What we ARE seeing these days, is the use of long term substitute teachers and those who have not specifically trained to be professional teachers (as Teach for America "teachers"), due to the national economic crash and resulting state budgetary cuts. There is an inherent risk in having such individuals in our public classrooms and expecting them to teach as a trained and qualified teacher does. Little of this wide-spread practice is ever mentioned in the media. The taxpayer public is unaware of this practice nor of the ramifications of it that contribute to "educational woes" we are witnessing throughout the land.
Consider this: who is more dedicated as a teacher---one who has deliberately planned and trained for this as their personal career; or the one who just happens to be "available" to fill in on occassion???
Blessings and Peace,
Star
Junk article unsupported by the standing science...
Ballou and Podgursky, among many others, show that paying more for teachers does not produce better teachers... we only end up recruiting from the same pool.
Yes, firing bad teachers improves the quality of education. Peterson, Hoxby and others have stated that teacher quality matters far more than teacher quantity. Eliminating low quality teachers from the profession means more students end up with better teachers.
Finally, there is no evidence that the unions treat teachers as professionals. Few professions get protected from bad behavior, incompetence or are guaranteed pay regardless of competence or effectiveness... Unions treat teachers as pawns, a means to their own ends and that is union power over politics. Unions are responsible for the meaningless teacher certifications, professional training and more that infuriates teachers and burdens them with hours of meaningless paperwork and classwork.
@Patrick. How do you determine who is a "bad teacher"? In Nevada, only 33% of teachers have tested subjects. What does a "bad teacher" look like? If you are going to use data from one test, how do you factor out the kids who are bad test takers, have a grudge against a teacher and don't want to do well? How do you measure growth, if a student isn't at grade level when a teacher get that student?
A simple question. Which teacher is a better teacher. An AP math teacher has all students pass the math proficiency test. A pre-algebra teacher whose students raise their scores, but not all students pass the test. Tell me, which one should be fired as a "bad teacher"?
Please cite your sources for your claim that unions don't treat teachers aa professionals.
@Patrick. Please explain to me how teacher unions are responsible for "meaningless teacher certifications"? Last time I looked, the states determine the requirements for teacher certifications and license, not unions.
Professional training and development is run by the school district, not by the union. In order to renew a teaching license, the state requires teachers to have additional college credits.

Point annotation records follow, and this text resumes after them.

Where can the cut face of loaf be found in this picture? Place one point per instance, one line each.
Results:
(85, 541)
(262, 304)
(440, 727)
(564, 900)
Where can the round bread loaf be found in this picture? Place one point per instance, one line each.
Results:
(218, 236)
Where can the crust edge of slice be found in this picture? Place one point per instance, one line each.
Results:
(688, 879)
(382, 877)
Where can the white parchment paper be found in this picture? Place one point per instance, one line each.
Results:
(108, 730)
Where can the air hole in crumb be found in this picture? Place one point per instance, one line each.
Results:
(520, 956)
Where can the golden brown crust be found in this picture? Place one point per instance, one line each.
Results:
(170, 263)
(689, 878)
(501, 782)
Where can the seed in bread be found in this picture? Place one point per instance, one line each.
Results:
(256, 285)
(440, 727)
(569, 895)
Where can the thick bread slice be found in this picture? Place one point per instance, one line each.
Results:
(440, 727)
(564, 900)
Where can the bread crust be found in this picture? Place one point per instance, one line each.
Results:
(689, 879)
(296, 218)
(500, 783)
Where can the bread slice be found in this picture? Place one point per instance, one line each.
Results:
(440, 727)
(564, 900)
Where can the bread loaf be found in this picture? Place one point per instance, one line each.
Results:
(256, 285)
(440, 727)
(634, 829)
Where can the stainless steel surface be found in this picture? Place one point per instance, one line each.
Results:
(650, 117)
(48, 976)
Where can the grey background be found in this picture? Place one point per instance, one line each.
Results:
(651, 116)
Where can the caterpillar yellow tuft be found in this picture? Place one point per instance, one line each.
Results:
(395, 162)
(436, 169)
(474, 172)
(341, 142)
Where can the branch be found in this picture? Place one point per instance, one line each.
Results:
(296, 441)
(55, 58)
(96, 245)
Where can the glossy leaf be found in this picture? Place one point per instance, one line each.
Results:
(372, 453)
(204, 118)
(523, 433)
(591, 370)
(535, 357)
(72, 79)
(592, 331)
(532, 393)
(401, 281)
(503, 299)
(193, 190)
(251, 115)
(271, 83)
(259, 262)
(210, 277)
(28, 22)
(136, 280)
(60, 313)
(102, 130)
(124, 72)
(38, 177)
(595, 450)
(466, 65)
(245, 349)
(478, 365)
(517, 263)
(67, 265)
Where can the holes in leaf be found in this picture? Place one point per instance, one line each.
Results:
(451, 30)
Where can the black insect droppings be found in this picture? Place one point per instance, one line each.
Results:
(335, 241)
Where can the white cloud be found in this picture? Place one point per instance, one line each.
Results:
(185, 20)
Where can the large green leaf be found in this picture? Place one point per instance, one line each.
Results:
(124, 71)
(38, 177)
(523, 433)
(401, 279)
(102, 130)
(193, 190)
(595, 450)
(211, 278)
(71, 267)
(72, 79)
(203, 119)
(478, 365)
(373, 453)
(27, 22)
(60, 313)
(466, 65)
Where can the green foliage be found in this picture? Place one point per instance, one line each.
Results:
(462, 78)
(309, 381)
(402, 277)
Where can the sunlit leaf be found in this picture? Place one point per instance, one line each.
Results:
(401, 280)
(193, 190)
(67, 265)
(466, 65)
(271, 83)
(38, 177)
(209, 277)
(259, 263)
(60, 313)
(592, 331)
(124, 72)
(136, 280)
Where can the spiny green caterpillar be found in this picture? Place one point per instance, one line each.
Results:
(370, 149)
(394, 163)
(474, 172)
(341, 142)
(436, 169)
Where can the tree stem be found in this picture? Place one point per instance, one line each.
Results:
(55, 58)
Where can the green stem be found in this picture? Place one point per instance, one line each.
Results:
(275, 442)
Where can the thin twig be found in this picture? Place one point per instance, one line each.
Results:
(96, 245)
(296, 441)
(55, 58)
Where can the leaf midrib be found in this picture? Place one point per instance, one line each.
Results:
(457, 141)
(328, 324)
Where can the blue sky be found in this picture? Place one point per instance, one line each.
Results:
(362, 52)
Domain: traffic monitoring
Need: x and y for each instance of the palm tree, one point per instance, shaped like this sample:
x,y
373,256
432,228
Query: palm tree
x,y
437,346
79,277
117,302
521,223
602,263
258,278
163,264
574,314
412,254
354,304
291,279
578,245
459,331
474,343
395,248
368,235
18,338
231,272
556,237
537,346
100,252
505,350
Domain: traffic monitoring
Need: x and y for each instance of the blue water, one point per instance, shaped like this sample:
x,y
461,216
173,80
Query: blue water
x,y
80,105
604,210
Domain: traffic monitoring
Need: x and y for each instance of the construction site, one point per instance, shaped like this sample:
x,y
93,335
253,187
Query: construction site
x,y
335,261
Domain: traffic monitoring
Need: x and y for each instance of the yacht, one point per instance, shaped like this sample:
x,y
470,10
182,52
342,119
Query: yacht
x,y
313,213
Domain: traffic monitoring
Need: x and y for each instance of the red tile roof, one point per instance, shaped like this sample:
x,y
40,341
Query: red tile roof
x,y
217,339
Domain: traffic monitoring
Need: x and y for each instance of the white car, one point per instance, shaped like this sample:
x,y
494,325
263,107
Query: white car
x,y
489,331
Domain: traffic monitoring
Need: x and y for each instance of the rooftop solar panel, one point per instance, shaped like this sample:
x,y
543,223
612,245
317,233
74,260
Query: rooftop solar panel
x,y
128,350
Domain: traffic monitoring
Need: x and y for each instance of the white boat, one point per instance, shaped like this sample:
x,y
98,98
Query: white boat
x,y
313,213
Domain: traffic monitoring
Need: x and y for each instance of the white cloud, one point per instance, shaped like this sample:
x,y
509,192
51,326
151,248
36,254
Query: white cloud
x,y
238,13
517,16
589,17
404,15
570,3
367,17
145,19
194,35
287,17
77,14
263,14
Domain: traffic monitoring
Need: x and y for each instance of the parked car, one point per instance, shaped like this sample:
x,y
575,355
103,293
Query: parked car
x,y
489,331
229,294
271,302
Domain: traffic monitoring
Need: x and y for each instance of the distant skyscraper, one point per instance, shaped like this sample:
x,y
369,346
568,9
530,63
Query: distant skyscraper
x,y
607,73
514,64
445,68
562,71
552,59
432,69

How is that caused by the union?
Please explain what you mean by "meaningless classwork and paperwork". I don't understand that comment.
OK Marc, explain this: teachers have demanded higher wages (50% higher than the average with same skills) BECAUSE they deal with all the other issues students have. Do we get to cut compensation by 33%?
And, it's rather common knowledge that the rest of the world (save Switzerland's 2,000 student sd) spends LESS than the U.S. for K-12. Common sense that they put some of the cost of K-12 into books, computers, paper....NOT teacher compensation.